Pamela Cromwell regards herself as a fighter, not a cancer survivor.
Cromwell was 29 when she was diagnosed with breast cancer and told that she only had six months to live.
Five years later, she is battling Stage 4 metastatic breast cancer, a stage of cancer where the disease has spread.
Cromwell first became aware that something was wrong when she felt a lump in her left breast while showering. When she first went in for testing, medical professionals thought she had a cyst. Six months would go by before she was diagnosed with an aggressive form of breast cancer that was moving rapidly.
After undergoing chemotherapy, radiation and surgery, she thought she was in remission, but she was not. The cancer returned to her right breast.
Two years ago, she decided to turn to Cancer Treatment Centers of America (CTCA) in Philadelphia for her oncology care.
“A lot of people think I’m in remission which I’m not,” said Cromwell, who undergoes hormonal treatments once a month at CTCA.
She has not let cancer deter her from continuing to engage in one of her favorite pastimes — kickboxing. She still commutes from Plainsville, N.J. to New York for her full-time job as a financial analyst. She doesn’t believe in putting blocks on herself.
“Because of a combination of prayer, great people in my life and my determination to be stubborn, I’m in a very good state in my life. It’s just because I finally learned my lesson, that I had to take my life back,” said Cromwell, who is 34.
“I don’t walk around thinking this could be my last year in life. I just do what I have to do.”
She wants others to understand that the face of breast cancer goes beyond the typical portrayal of 45- or 50-year-old women.
“I think that people feel more comfortable with the idea that you have cancer, so that means you should be in bed, bald and not able to move, and the fact that I don’t look like a typical cancer patient means they want to say I’m in remission and I’m not,” said Cromwell.
She shares her story at a time when African-American women are more likely than white women to be diagnosed with breast cancer before age 45 and are also more likely to have more aggressive types of breast cancer.

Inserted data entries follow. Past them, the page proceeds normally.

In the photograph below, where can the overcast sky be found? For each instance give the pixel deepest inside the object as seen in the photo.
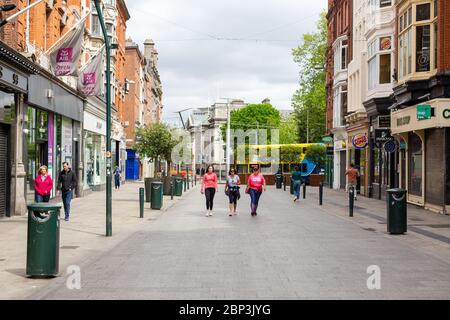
(197, 69)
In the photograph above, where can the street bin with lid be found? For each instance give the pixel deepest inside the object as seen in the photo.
(178, 186)
(157, 195)
(396, 211)
(43, 240)
(279, 180)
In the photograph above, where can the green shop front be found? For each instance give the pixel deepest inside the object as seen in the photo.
(52, 130)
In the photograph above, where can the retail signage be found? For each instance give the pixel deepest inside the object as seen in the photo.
(13, 79)
(384, 122)
(424, 112)
(383, 135)
(360, 141)
(390, 146)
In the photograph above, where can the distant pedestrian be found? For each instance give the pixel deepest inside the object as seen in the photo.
(117, 175)
(209, 188)
(232, 190)
(67, 182)
(255, 184)
(43, 185)
(352, 178)
(297, 181)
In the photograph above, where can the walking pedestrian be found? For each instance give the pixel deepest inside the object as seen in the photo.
(352, 175)
(67, 182)
(43, 185)
(117, 175)
(255, 184)
(297, 181)
(209, 188)
(232, 190)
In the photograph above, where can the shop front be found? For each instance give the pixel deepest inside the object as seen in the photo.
(358, 149)
(94, 146)
(14, 74)
(424, 165)
(52, 129)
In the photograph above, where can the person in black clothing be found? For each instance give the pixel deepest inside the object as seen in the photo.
(67, 181)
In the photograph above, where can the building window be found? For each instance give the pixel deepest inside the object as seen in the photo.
(418, 54)
(379, 63)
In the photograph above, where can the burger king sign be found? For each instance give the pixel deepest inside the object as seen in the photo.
(360, 141)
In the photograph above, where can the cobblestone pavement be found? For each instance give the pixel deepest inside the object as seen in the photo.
(289, 251)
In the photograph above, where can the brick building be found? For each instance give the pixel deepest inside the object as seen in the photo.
(420, 116)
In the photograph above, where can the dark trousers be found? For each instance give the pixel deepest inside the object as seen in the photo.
(67, 197)
(38, 198)
(209, 193)
(254, 196)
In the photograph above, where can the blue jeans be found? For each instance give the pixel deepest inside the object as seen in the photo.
(67, 197)
(38, 198)
(254, 196)
(297, 184)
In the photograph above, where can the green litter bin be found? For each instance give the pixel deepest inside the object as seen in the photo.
(396, 211)
(178, 186)
(43, 239)
(157, 195)
(279, 180)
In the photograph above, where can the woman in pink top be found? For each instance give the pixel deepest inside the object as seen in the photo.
(43, 185)
(255, 184)
(209, 188)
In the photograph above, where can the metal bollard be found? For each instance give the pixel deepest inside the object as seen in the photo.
(351, 200)
(320, 193)
(141, 202)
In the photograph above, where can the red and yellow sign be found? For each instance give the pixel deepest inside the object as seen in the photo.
(360, 141)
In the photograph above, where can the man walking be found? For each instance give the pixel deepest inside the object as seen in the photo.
(67, 181)
(352, 174)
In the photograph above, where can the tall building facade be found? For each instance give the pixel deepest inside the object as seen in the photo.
(339, 55)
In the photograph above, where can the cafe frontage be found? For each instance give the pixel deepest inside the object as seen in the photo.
(423, 131)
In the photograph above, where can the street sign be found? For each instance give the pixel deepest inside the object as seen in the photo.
(384, 122)
(423, 112)
(390, 146)
(360, 141)
(383, 135)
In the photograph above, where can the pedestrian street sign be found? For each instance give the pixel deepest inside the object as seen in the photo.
(424, 112)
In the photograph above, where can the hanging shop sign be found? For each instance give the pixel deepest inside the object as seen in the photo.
(360, 141)
(390, 146)
(383, 135)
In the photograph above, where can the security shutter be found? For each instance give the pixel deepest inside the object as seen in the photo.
(4, 172)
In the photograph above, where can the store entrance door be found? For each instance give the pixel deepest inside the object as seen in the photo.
(42, 154)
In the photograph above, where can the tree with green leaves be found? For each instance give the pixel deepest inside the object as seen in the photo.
(309, 101)
(156, 141)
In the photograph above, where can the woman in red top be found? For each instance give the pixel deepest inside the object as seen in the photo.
(255, 184)
(43, 185)
(209, 188)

“I just feel like people need to understand that cancer is turning into a chronic disease and people are dealing with it long-term. I feel like the world is catering to the survivor. All due respect, I don’t consider myself a survivor, I am a fighter and that’s how I like to be classified,” Cromwell said.
As a younger person coping with cancer, the newly released movie titled “50/50” resonates with her, she said. The film stars Joseph Gordon-Levitt and Seth Rogen, who portray best friends whose lives are changed by a cancer diagnosis at the age of 27, and sheds some light on the physical and emotional facets of living with cancer.

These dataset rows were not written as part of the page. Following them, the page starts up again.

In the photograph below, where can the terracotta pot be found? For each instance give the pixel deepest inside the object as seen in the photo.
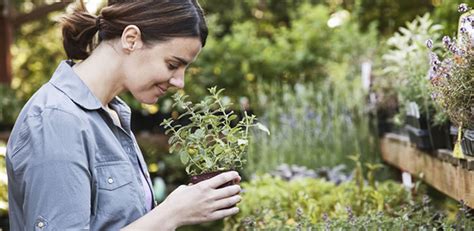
(198, 178)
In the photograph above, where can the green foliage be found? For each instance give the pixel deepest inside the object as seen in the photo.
(3, 181)
(453, 78)
(293, 53)
(407, 64)
(446, 14)
(312, 124)
(37, 51)
(209, 143)
(272, 203)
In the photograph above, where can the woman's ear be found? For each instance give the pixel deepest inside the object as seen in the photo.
(131, 39)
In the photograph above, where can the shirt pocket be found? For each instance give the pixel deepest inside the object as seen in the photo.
(115, 189)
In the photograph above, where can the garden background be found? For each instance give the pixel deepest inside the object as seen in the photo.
(311, 70)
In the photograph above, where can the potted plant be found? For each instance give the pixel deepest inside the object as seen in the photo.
(406, 65)
(452, 79)
(209, 145)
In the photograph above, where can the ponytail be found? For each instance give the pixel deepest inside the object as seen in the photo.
(158, 20)
(79, 29)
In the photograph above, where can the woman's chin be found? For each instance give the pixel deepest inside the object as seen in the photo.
(149, 100)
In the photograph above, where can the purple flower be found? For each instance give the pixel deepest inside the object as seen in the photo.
(434, 59)
(446, 41)
(462, 8)
(429, 43)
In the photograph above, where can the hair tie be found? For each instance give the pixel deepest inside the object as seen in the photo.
(97, 22)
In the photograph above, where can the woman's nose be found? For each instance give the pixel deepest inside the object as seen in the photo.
(177, 81)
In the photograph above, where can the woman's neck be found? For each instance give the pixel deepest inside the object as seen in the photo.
(101, 72)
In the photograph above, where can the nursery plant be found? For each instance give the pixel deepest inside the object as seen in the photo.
(214, 140)
(452, 78)
(273, 203)
(407, 65)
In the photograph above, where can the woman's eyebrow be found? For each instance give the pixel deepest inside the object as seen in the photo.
(181, 60)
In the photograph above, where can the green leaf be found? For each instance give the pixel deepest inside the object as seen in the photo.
(263, 128)
(232, 117)
(218, 149)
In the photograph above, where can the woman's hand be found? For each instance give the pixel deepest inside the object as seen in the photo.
(203, 202)
(193, 204)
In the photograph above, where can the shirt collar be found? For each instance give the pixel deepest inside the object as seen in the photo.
(67, 81)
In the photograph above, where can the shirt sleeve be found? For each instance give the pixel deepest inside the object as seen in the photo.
(53, 171)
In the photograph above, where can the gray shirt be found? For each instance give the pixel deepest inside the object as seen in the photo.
(69, 167)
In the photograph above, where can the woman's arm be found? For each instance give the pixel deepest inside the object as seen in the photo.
(192, 205)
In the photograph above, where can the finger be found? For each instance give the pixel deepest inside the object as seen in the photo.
(226, 202)
(221, 179)
(219, 214)
(226, 192)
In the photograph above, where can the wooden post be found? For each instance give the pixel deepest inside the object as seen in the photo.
(5, 41)
(454, 177)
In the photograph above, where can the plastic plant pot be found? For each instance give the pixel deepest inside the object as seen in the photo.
(419, 137)
(467, 142)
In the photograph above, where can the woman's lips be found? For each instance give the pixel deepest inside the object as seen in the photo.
(161, 90)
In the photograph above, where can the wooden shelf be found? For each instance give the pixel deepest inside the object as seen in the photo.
(454, 177)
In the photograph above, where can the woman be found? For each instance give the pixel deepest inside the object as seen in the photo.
(72, 161)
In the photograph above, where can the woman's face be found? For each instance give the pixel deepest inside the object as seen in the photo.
(150, 70)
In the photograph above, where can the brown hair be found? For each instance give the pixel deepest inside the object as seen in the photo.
(158, 20)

“The movie was phenomenal because it was real. It was not pretty. The movie was on target,” said Cromwell, who appreciated the film’s honesty.
When Cromwell first came to CTCA, Dr. Shayma Kamzi, a medical oncologist and hematologist, had to inform her that she had metastatic disease. Prior to her first visit to CTCA, she underwent a CT scan that revealed the cancer had spread from her breast to the bones.
“Of course she was shocked, and this came as a surprise, but she rose above it and really has fought very hard,” Kazmi said.
“She has a quality of life where she’s able to work full time and really be active and feel good and normal. She’s done really, really well. Obviously lengthening someone’s life is one thing, but adding quality to that life is also very important,” said Kazmi.
Since she joined the CTCA staff two and half years ago, Kazmi has treated a number of patients who are in their 30s and 40s for various forms of cancer.
“We do see a higher percentage of these very aggressive tumors and young patients tend to have a more aggressive disease and we don’t quite know why, and that’s true all across the board,” she said.
“I see a lot of younger women with breast cancer, and I think there are a lot of issues that people don’t focus on,” she said, noting that there are concerns for younger women about sexuality and fertility.